Снег падал реже, чуть посветлело. Черно было сейчас на земле, и вот, в утешение, выдали ей где-то за бетонными облаками скупой и тонкий ломтик луны. Лейтенант увидел своего механика-водителя. Литовченко стоял с обратной стороны, прижавшись к гусенице, вздыбленной над его головой. Он весь дрожал, когда Собольков коснулся его лица; он так дрожал, что именно это ощутил сначала лейтенант и лишь потом — живую горячую влажность на кончиках своих онемевших пальцев.

— Вася, ты о чём?.. остыл, что ли? Да нет, погоди, не отворачивайся. Ты толком объясни, в чём дело? — шептал он в самое ухо, заслоняя от товарищей; тем временем подошли и остальные.

— Машину жалко… — всхлипывая, признался Литовченко и ребячливо, мокрой тряпкой, размотавшейся в ладони, тёр свои безволосые щёки. — Я же знал, куда мы катимся… вот и запорол! — Но он ещё умолчал о главном — что все позапрошлые ночи снился ему сам Сталин, но не такой, каким его знает мир, а вполне обыкновенный с чёрными усами, как у Екима Литовченки; он наказывал хлопцу беречь двести третью, потому что из ста тысяч она самая дорогая у него, и какое-то сытное заветное слово, пароль победы, как колобок в дальнюю дорогу, клал ему за пазуху души… Вдруг новый приступ горя потряс паренька; сорвав шлем, плача и весь подавшись вперёд, он закричал товарищам, что стрелять его надо за это, именно так, как делали немцы, с детьми: — В рот, в рот мне за это надо стрелять!..

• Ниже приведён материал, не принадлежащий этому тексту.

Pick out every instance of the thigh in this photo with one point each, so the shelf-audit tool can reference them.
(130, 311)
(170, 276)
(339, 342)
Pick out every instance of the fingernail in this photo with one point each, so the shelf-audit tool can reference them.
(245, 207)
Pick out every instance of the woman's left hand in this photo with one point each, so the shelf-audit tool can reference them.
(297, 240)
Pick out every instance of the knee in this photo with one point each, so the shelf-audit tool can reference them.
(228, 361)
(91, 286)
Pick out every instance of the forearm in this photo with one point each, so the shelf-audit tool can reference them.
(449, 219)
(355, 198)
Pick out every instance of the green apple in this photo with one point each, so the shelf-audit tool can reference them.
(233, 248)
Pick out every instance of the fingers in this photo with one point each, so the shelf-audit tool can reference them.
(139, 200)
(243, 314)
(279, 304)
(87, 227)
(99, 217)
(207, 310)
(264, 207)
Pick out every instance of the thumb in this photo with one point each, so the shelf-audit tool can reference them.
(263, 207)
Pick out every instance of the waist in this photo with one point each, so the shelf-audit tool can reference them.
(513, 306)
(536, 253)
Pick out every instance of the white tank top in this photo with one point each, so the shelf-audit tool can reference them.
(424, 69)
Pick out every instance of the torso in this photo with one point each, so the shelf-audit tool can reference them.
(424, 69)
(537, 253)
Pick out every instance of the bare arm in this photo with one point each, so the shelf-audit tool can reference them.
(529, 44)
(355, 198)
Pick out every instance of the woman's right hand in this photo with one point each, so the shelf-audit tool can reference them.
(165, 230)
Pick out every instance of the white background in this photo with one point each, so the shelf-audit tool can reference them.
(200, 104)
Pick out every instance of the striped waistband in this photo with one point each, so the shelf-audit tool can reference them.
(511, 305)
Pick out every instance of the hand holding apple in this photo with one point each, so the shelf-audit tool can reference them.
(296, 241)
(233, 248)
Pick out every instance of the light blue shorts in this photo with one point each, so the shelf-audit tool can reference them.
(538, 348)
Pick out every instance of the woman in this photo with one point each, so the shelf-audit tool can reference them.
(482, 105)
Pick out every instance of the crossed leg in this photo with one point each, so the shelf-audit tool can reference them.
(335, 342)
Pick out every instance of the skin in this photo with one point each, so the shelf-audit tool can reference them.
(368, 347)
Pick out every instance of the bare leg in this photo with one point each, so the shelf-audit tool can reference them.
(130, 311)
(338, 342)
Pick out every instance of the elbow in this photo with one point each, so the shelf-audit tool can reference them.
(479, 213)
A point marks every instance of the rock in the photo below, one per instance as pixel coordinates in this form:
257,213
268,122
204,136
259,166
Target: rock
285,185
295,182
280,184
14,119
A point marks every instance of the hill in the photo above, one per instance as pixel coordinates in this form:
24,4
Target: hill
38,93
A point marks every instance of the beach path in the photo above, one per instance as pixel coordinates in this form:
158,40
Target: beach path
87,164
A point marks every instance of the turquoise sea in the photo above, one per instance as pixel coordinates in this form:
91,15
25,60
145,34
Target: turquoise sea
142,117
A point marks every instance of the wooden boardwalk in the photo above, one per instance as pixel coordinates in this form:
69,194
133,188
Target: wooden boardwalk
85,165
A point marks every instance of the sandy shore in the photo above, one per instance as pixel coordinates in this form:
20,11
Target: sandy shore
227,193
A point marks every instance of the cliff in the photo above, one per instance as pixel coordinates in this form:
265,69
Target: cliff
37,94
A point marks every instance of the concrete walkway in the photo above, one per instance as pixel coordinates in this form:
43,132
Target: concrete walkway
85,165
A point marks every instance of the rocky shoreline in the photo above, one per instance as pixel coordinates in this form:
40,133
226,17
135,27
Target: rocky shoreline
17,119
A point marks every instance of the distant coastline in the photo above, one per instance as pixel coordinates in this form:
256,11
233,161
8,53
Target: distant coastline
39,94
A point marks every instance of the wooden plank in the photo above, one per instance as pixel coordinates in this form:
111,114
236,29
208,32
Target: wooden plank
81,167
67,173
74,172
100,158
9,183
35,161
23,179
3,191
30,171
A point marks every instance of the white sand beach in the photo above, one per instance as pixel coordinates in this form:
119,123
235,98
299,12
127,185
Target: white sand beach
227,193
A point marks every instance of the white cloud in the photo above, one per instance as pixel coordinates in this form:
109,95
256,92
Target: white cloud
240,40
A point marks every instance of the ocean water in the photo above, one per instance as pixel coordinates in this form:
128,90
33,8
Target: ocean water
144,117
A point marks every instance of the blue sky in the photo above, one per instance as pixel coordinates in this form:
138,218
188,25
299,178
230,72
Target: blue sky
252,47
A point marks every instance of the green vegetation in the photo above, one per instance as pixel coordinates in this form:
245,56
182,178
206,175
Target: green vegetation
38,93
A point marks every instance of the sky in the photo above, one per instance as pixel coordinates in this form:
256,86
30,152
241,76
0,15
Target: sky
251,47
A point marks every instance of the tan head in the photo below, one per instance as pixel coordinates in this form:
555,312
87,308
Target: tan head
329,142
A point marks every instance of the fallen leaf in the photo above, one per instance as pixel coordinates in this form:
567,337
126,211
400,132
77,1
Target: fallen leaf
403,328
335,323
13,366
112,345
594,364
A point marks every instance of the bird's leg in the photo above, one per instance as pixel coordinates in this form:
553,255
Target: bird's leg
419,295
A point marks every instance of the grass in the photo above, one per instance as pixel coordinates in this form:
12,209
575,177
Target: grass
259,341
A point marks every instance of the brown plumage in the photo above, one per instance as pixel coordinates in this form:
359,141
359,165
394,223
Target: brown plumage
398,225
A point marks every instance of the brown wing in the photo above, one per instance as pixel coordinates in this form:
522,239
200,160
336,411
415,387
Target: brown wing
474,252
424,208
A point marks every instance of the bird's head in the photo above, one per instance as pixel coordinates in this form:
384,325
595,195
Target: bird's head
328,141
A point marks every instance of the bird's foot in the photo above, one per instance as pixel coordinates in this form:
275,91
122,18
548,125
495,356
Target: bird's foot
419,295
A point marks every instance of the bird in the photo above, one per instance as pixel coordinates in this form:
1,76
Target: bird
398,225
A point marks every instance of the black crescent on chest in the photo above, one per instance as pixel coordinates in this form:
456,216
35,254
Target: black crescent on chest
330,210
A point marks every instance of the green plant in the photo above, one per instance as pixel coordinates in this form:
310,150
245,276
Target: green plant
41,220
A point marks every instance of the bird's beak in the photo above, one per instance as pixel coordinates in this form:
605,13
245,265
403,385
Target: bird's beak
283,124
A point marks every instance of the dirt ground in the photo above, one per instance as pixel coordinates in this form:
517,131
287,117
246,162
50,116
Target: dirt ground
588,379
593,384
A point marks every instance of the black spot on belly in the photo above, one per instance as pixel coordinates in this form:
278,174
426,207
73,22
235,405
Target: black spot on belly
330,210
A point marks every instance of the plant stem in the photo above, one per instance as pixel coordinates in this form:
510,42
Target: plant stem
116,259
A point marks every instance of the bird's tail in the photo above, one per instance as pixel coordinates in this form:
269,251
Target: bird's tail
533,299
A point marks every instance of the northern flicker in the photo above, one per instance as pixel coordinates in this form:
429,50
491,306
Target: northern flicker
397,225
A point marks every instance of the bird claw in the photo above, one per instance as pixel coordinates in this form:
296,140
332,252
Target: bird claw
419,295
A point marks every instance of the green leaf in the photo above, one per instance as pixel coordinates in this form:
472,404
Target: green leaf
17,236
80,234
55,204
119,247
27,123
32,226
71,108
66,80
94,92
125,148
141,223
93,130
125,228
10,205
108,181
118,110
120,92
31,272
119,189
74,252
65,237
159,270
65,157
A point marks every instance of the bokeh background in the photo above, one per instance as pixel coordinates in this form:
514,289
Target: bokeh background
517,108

На войне нет ничего страшнее плачущего солдата, и не надо его останавливать, пока не выгорит отчаянье до конца. Экипаж молчал; они тоже были однажды новичками, как и этот чумазый хлопец, — такой чумазый, что и вековухи отворачивались от него на стоянках. Зато платок любимой девушки можно было уронить на дно трансмиссионного отделения в его танке и, незамаранный, спрятать назад в кармашек. Им нравилась скрытная мальчишеская гордость Литовченки, когда ему доверили шрамистую, прославленную двести третью, и, верно, до его крестьянского сознания достигла ужасная, совершенная в глазах современников целеустремлённая красота советской тридцать-четвёрки… Кроме того, эти люди понимали, что только настоящий человек может требовать справедливости и подвигу своему, и оплошности.

— Сердечко не выдержало… — сочувственно буркнул Обрядин, толкнув локтем командира и держа наготове бачок для питьевой воды, налитый на этот раз лекарством от малярии. — Нежную душу и снежинка царапает. Знаю, сам имею такую же!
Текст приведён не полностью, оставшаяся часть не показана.